Multiple NF-κB and an AP-1, but no STAT-3, binding sites exist in the promoter region of the TGF-α gene (35). Both NF-κB and AP-1 activation are associated with TNF-α-mediated signaling events in the liver (6), and administration of TNF-α increases their DNA binding activities in hepatocytes as demonstrated by EMSA (36). Furthermore, hepatocyte proliferation following CCl4 exposure is preceded by NF-κB (9) and AP-1 (8) activation which can be prevented or significantly delayed by TNF-α neutralization. The murine TGF-α gene also contains several poly(A) U sites in the 3′-untranslated region that have been postulated to modulate the stability of the transcript (37). Message stabilization and cell transfection studies provided evidence that the increase in TGF-α message was due to both increased synthesis and message stabilization. Consistent with our observations, it has been postulated that the initial increase in hepatic mRNA following PH is mediated by transcriptional activation, and within 3 h after PH, gene regulation is switched primarily to posttranscriptional mechanisms (38).
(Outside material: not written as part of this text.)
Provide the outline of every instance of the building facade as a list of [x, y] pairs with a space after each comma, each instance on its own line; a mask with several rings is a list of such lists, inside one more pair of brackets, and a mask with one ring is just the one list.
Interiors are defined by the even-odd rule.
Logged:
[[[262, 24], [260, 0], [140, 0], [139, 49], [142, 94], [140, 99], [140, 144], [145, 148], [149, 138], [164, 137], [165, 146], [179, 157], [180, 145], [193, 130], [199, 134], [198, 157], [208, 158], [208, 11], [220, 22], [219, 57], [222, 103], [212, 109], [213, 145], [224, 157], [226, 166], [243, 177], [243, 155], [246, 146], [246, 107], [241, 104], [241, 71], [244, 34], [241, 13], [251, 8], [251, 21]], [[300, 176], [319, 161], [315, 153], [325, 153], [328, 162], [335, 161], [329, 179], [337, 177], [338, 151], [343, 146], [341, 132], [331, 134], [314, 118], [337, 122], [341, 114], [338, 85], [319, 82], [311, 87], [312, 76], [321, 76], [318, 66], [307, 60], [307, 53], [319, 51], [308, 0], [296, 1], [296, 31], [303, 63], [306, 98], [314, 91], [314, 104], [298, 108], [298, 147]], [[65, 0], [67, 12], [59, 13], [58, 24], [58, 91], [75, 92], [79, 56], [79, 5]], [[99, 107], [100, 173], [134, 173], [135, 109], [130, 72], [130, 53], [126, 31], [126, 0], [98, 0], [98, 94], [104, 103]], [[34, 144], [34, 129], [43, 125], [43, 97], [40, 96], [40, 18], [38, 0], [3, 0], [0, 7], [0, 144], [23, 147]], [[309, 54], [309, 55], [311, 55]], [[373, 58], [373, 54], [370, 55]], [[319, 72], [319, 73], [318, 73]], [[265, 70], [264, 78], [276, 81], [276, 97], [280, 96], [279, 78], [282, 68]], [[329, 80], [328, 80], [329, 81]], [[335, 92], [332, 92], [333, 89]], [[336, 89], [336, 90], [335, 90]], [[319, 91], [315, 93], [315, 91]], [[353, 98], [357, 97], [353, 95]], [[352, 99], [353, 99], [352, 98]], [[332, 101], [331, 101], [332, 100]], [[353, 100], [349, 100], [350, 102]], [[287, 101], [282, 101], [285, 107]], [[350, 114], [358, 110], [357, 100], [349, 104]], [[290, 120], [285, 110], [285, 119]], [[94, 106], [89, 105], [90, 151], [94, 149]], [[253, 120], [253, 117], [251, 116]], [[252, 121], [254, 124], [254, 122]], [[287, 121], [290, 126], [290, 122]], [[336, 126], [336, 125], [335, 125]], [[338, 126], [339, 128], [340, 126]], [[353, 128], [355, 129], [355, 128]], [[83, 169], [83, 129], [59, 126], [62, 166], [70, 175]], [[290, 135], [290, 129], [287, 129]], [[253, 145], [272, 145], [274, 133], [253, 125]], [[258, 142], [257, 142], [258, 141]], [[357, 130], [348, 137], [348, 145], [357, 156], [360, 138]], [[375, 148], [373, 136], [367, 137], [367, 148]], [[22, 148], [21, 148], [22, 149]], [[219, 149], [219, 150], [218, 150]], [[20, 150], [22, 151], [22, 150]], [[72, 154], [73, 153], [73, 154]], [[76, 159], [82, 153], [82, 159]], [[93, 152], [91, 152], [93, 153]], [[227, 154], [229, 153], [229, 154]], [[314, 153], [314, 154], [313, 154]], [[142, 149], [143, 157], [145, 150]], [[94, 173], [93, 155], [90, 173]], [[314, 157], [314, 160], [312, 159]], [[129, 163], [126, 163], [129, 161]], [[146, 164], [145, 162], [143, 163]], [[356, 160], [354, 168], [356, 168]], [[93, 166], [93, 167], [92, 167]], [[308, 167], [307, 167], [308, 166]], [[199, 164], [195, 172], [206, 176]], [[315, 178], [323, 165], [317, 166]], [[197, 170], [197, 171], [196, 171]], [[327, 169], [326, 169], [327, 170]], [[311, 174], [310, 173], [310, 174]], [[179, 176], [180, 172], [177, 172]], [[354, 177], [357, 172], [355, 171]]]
Although the mechanisms by which TNF-α regulates liver repair are likely quite complex, the current studies suggest that TNF-α-induced TGF-α expression is involved by acting upstream. There is little doubt that other processes, including those controlled by the IL-6 and the CCAAT/enhancer-binding protein transcription factor families, also participate. Current studies are focusing on the specific molecular mechanisms that control these events.
Footnotes
Abbreviations used in this paper: CCl4, carbon tetrachloride; PH, partial hepatectomy; RPA, ribonuclease protection assay; rm, recombinant murine; NBT-BCIP, nitroblue tetrazolium/5-bromo-4-chloro-3-indolyl phosphate.